This working paper by the Challenge Program for Water and Food explores the intersection between water management, climate change, and adaptation in the Ganges River system, a basin vital to the security, economy, and environment of South Asia.
Recognizing that an understanding of both the science and the policy of water management, climate change, and adaptation is rapidly evolving, it is not the intention of the paper to encompass all the issues related to these broad fields, but rather to provide a starting framework from which to further develop research questions and priorities for work in water and adaptation.
As such, the aim of the paper is to advance the understanding of key issues in this critical basin and to identify strategies for improving water management and adaptation.

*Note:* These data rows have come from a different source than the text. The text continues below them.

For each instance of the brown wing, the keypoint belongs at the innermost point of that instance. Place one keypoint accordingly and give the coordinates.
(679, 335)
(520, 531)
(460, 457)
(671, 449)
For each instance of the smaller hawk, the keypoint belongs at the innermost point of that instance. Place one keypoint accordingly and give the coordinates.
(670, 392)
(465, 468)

In meeting this goal the paper is structured into the following sections:
- Section 1 is a general summing up of the discussion on water, climate change and adaptation.

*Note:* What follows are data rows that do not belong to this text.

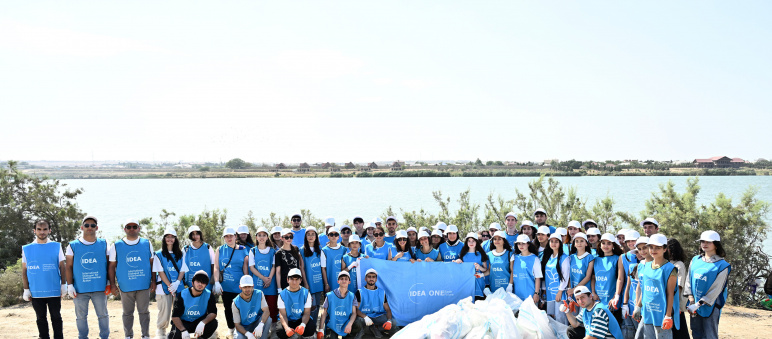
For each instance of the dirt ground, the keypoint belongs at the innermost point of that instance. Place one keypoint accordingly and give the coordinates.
(19, 322)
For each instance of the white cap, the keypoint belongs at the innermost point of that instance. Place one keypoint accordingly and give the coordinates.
(658, 240)
(246, 280)
(710, 236)
(651, 220)
(574, 223)
(228, 230)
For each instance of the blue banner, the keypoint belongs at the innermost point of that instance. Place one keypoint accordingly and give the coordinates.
(414, 290)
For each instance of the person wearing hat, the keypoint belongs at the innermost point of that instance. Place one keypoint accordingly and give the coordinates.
(450, 249)
(198, 255)
(131, 263)
(42, 265)
(342, 321)
(658, 302)
(195, 310)
(706, 286)
(526, 269)
(170, 269)
(472, 252)
(261, 265)
(594, 317)
(294, 306)
(232, 263)
(250, 312)
(88, 279)
(373, 307)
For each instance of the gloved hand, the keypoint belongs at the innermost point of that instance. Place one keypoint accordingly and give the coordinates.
(200, 328)
(667, 323)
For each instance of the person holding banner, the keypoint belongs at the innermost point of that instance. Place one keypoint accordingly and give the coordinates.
(472, 253)
(373, 307)
(526, 269)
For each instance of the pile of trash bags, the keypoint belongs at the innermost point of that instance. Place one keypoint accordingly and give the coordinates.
(492, 318)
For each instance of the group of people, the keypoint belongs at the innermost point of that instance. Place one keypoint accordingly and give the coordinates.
(287, 279)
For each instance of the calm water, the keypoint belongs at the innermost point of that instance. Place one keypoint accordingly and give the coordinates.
(115, 200)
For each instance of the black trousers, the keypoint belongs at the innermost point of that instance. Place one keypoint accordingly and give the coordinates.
(54, 306)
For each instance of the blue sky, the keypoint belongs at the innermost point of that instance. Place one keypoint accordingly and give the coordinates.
(362, 81)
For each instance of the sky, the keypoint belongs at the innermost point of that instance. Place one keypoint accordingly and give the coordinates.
(315, 81)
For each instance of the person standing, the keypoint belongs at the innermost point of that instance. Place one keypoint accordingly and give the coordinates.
(131, 262)
(42, 267)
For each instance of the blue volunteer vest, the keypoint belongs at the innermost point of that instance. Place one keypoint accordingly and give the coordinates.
(235, 270)
(499, 276)
(655, 295)
(197, 259)
(133, 265)
(522, 274)
(339, 311)
(294, 302)
(372, 302)
(333, 257)
(313, 267)
(606, 278)
(43, 269)
(613, 325)
(552, 278)
(450, 253)
(89, 267)
(250, 311)
(579, 269)
(169, 270)
(264, 264)
(701, 276)
(195, 307)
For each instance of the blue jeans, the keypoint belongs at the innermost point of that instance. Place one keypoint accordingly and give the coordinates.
(99, 299)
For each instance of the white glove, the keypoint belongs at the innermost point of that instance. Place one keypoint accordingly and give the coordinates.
(200, 328)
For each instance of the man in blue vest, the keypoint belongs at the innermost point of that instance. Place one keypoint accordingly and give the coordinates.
(373, 307)
(42, 264)
(87, 259)
(596, 318)
(341, 305)
(195, 310)
(250, 311)
(131, 263)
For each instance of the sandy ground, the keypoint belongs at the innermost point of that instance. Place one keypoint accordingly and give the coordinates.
(19, 322)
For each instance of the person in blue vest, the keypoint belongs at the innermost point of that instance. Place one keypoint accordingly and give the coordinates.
(706, 286)
(232, 263)
(170, 268)
(195, 310)
(658, 289)
(339, 312)
(374, 307)
(87, 259)
(42, 265)
(294, 306)
(594, 317)
(472, 252)
(250, 312)
(131, 263)
(526, 269)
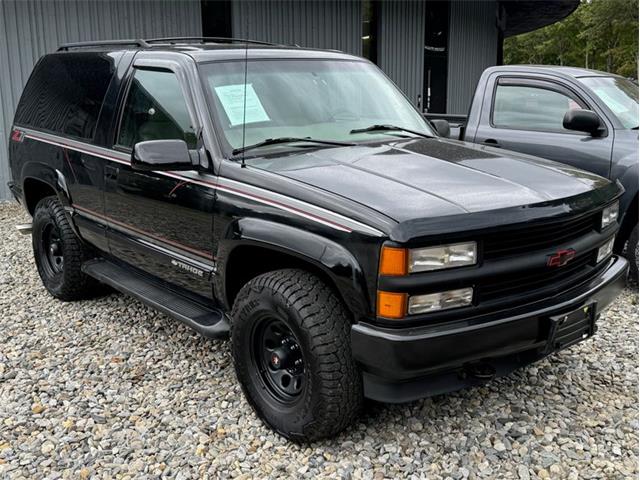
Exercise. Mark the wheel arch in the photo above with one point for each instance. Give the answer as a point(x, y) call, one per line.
point(259, 246)
point(41, 180)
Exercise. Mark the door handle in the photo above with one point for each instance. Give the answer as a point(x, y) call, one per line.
point(492, 142)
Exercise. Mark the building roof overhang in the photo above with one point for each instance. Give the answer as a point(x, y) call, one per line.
point(523, 16)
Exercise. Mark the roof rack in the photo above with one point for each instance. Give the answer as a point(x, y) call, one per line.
point(175, 40)
point(136, 42)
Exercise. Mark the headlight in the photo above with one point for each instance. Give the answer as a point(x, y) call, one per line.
point(609, 215)
point(605, 250)
point(440, 301)
point(443, 256)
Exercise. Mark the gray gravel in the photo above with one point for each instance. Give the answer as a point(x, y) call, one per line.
point(111, 389)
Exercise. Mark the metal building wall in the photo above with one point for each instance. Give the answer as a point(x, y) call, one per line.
point(31, 28)
point(332, 24)
point(401, 44)
point(473, 46)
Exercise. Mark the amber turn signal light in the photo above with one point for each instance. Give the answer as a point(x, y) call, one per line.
point(392, 305)
point(393, 261)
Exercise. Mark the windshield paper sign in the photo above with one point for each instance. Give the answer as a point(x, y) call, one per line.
point(232, 98)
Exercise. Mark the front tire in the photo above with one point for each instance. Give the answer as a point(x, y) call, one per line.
point(291, 346)
point(59, 253)
point(632, 254)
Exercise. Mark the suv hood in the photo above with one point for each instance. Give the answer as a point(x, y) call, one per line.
point(421, 178)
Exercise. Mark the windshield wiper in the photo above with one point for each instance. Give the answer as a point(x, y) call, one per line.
point(276, 141)
point(389, 128)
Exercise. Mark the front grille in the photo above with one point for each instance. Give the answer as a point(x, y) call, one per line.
point(537, 237)
point(537, 282)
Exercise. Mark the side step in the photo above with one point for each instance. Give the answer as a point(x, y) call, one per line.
point(207, 321)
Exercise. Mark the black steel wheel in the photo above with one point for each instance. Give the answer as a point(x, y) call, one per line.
point(59, 253)
point(291, 347)
point(53, 260)
point(278, 358)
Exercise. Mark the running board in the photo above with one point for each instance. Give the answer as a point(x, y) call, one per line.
point(205, 320)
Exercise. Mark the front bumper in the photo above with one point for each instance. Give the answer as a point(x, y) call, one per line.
point(401, 365)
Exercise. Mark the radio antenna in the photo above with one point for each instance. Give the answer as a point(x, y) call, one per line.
point(244, 102)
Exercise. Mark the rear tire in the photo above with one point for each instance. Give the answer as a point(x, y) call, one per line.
point(291, 346)
point(59, 253)
point(632, 255)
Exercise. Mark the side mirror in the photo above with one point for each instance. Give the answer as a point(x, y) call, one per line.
point(442, 127)
point(582, 121)
point(161, 155)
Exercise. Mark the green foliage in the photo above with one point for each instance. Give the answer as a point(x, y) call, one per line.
point(600, 34)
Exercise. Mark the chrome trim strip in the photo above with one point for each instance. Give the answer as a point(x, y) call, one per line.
point(289, 204)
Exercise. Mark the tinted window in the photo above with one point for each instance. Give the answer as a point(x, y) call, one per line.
point(619, 94)
point(531, 108)
point(65, 93)
point(155, 110)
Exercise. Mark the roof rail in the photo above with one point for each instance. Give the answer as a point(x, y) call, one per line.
point(207, 40)
point(68, 46)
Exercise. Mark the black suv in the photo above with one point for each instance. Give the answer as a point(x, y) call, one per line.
point(296, 201)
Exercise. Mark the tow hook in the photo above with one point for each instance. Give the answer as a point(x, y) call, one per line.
point(24, 228)
point(480, 371)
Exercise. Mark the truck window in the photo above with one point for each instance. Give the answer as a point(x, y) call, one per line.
point(531, 108)
point(65, 93)
point(155, 110)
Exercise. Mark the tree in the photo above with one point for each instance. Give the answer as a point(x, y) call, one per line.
point(600, 34)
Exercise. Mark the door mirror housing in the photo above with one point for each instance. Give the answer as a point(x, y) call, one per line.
point(582, 121)
point(162, 155)
point(442, 127)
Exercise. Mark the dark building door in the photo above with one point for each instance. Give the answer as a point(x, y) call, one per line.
point(436, 53)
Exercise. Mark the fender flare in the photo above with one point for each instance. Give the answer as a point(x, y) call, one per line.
point(628, 208)
point(45, 173)
point(333, 259)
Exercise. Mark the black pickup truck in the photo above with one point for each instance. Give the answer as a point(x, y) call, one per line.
point(585, 118)
point(296, 201)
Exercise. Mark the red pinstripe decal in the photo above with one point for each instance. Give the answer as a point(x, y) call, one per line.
point(201, 182)
point(201, 253)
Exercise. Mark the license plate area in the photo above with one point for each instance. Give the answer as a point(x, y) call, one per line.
point(572, 327)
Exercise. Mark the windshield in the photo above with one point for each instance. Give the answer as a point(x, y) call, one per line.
point(619, 94)
point(320, 99)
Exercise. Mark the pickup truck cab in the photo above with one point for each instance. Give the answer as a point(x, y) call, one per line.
point(584, 118)
point(296, 201)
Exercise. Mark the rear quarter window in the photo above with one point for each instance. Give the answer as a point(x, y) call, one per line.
point(65, 93)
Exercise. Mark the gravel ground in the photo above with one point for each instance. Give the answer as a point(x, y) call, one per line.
point(111, 389)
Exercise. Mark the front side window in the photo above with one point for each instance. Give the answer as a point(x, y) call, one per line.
point(531, 108)
point(155, 110)
point(619, 94)
point(321, 99)
point(65, 93)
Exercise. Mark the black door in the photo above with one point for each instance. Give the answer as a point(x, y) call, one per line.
point(526, 116)
point(160, 222)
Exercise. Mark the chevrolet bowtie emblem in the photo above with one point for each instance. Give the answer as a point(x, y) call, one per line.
point(561, 258)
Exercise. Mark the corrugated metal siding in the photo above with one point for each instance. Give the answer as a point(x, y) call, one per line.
point(334, 24)
point(473, 46)
point(401, 44)
point(31, 28)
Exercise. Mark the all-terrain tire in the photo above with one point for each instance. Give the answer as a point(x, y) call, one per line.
point(632, 255)
point(65, 281)
point(331, 395)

- Section 2 provides an overview of water resources and changing circumstances in the Ganges basin.
- Section 3 takes an in-depth look at the experienced and anticipated impacts of climate change through water on ecosystems, agriculture, energy, and health in the region.
- Section 4 examines institutional mechanisms in place for water governance within the basin as well as commitments by each country government to adaptation.

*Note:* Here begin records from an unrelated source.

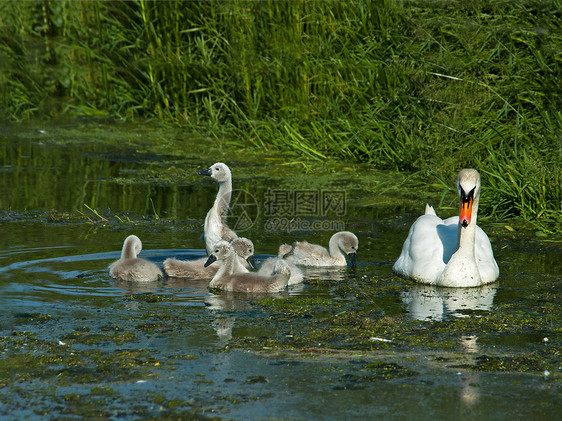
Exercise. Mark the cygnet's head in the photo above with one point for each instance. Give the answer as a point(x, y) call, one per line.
point(468, 186)
point(219, 172)
point(348, 244)
point(244, 248)
point(281, 267)
point(131, 247)
point(221, 250)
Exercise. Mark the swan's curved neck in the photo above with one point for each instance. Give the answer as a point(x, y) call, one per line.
point(461, 269)
point(222, 201)
point(128, 251)
point(467, 235)
point(334, 248)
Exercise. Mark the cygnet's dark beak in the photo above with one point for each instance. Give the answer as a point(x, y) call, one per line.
point(210, 260)
point(353, 257)
point(251, 262)
point(205, 172)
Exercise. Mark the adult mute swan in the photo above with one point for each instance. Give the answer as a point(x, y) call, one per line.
point(216, 228)
point(131, 268)
point(195, 269)
point(454, 252)
point(305, 254)
point(228, 279)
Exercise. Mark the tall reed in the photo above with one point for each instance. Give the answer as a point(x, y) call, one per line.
point(413, 86)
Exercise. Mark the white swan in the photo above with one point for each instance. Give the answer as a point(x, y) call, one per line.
point(228, 279)
point(195, 269)
point(131, 268)
point(454, 252)
point(303, 253)
point(268, 266)
point(216, 228)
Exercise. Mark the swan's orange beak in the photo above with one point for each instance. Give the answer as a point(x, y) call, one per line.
point(466, 207)
point(466, 212)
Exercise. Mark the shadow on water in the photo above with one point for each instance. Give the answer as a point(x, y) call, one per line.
point(346, 344)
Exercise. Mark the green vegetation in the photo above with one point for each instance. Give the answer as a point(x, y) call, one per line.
point(428, 87)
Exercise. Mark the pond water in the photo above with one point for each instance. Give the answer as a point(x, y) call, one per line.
point(350, 344)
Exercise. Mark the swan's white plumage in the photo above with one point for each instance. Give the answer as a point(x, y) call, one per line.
point(446, 253)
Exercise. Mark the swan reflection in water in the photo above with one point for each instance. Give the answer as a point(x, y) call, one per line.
point(427, 302)
point(430, 303)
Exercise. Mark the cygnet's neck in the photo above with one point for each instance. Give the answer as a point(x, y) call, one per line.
point(222, 201)
point(128, 251)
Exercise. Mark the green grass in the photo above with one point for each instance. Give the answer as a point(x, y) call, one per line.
point(428, 87)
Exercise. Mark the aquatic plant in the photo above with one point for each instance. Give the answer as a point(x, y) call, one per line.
point(426, 87)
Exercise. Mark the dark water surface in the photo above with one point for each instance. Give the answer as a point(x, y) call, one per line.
point(75, 344)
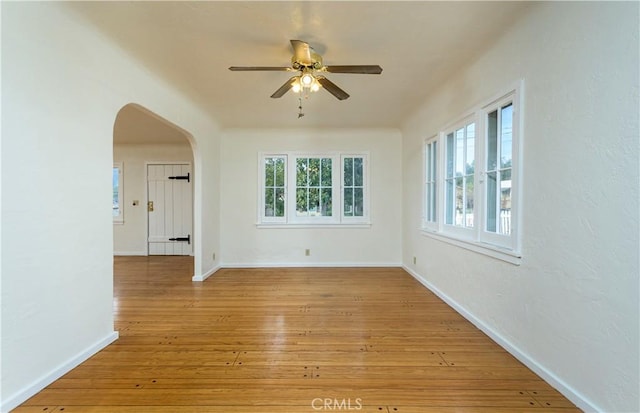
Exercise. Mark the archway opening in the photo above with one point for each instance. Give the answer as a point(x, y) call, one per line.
point(153, 175)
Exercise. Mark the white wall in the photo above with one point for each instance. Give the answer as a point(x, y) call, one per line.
point(63, 85)
point(243, 244)
point(571, 309)
point(130, 237)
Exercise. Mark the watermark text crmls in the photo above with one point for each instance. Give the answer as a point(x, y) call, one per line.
point(334, 404)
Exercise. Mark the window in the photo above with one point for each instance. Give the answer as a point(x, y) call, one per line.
point(459, 159)
point(430, 182)
point(314, 187)
point(320, 189)
point(353, 186)
point(471, 188)
point(118, 212)
point(274, 187)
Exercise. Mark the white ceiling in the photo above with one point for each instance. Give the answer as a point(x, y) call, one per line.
point(192, 44)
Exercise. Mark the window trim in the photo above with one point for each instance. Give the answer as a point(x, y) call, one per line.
point(356, 220)
point(261, 188)
point(120, 166)
point(461, 232)
point(434, 142)
point(337, 219)
point(503, 247)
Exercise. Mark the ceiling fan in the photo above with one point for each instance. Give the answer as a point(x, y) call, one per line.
point(309, 67)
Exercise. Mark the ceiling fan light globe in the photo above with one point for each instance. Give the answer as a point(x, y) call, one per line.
point(307, 80)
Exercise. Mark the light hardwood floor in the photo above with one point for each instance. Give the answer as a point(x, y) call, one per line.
point(290, 341)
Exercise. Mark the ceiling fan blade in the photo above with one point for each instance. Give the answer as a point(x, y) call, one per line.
point(259, 68)
point(332, 88)
point(360, 69)
point(284, 88)
point(301, 52)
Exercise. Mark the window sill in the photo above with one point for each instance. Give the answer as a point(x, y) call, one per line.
point(493, 251)
point(307, 226)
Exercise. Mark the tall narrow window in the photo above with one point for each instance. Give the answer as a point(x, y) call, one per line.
point(430, 185)
point(314, 195)
point(459, 176)
point(274, 187)
point(118, 213)
point(353, 186)
point(499, 169)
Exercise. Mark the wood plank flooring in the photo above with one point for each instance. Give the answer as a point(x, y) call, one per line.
point(290, 341)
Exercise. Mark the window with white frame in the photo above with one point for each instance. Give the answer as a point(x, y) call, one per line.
point(472, 185)
point(353, 186)
point(459, 175)
point(310, 189)
point(118, 212)
point(274, 181)
point(430, 182)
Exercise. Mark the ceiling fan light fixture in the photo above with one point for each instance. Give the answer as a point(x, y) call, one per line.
point(307, 79)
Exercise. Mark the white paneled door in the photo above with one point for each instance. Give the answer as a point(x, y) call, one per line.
point(169, 209)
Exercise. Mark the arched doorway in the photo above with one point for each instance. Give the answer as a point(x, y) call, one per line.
point(153, 178)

- Section 5 proposes strategies for improving water and adaptation.
- Section 6 discusses five key barriers to the development and implementation of adaptation strategies.
The impacts of climate change through water will be felt across sectors. The paper provides an in-depth look at how the experienced and anticipated effects of climate change on water resources will impact key sectors. Particular attention is paid to how changes in water quantity, quality, and extreme events are likely to affect ecosystems, agriculture, energy, and human health within the Ganges river basin.
In doing so, it highlights not only the critical consequences of climate change, but also the interconnectedness of each sector and the cross-cutting effects of various changing circumstances.